- Route of LA 114 highlighted in red

Route information
- Maintained by Louisiana DOTD
- Length: 20.857 mi (33.566 km)
- Existed: 1955 renumbering–present
- Tourist routes: Louisiana Scenic Byway:; Louisiana Colonial Trails;

Major junctions
- West end: LA 1 east of Echo
- LA 115 in Hessmer; LA 107 in Mansura; LA 29 in Long Bridge;
- East end: LA 1 / LA 451 east of Moreauville

Location
- Country: United States
- State: Louisiana
- Parishes: Avoyelles

Highway system
- Louisiana State Highway System; Interstate; US; State; Scenic;
| ← LA 113 |  | → LA 115 |

= Louisiana Highway 114 =

State highway in Louisiana, United States

Louisiana Highway 114 (LA 114) is a state highway located in Avoyelles Parish, Louisiana. It runs 20.86 mi in an east–west direction from LA 1 east of Echo to a second junction with LA 1 and LA 451 east of Moreauville.

LA 114 essentially cuts off a long bend in LA 1, bypassing the city of Marksville to the south. The route travels instead through the smaller communities of Hessmer, Mansura, and Moreauville. Through traffic southeast of Mansura is directed from LA 114 onto LA 1186, connecting to LA 1 northwest of Moreauville, which leads to Simmesport and eventually into the Baton Rouge metropolitan area.

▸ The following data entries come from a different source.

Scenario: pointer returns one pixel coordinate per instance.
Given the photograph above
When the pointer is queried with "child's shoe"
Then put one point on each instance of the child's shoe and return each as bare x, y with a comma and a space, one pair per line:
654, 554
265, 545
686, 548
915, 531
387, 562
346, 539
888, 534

LA 114 was designated in the 1955 Louisiana Highway renumbering, replacing a portion of former State Route 72 and the entirety of State Route 299. In 1965, the route was extended from its original eastern terminus in Mansura over the former alignment of LA 1, which was moved to a straighter path along the Kansas City Southern Railway line. However, this portion of the route, which is now classified as a local road, is intended to be deleted from the state highway system as part of the Louisiana Department of Transportation and Development (La DOTD) Road Transfer Program.

==Route description==
From the west, LA 114 begins at a T-intersection with LA 1 at the Red River in western Avoyelles Parish. This junction is located 1.6 mi east of Echo, a small community in neighboring Rapides Parish and 2.9 mi southwest of Fifth Ward. LA 114 crosses the Kansas City Southern Railway (KCS) at grade then follows the rail line southeast through a rural area known as Belle d'Eau. Here, the highway crosses Choctaw Bayou just outside the Grand Cote National Wildlife Refuge. After curving due east, LA 114 intersects LA 1188, which connects to LA 115 south of Hessmer. LA 114 continues into the village of Hessmer on West School Street and intersects LA 115 (Main Street), which connects to the nearby cities of Marksville and Bunkie. LA 114 turns south, running briefly concurrent with LA 115, before resuming an eastward course along East Main Street. Exiting Hessmer, LA 114 proceeds a short distance into the larger town of Mansura, where it becomes known as Baton Rouge Avenue.

In Mansura, LA 114 intersects LA 107 (Valley Street), and the two highways continue east in a concurrency for one block along Baton Rouge Avenue to L'Eglise Street. Here, LA 115 turns north toward Marksville while LA 114 turns to the southeast, intersecting LA 1186 at the southern limit of Mansura. Signage directs through traffic bound for Simmesport and Baton Rouge to follow LA 1186 eastward, as it provides a direct connection to southbound LA 1 that largely bypasses Moreauville. 2.5 mi later, LA 114 crosses Bayou Des Glaises at Long Bridge and immediately intersects the northern terminus of LA 29, another connection to Bunkie.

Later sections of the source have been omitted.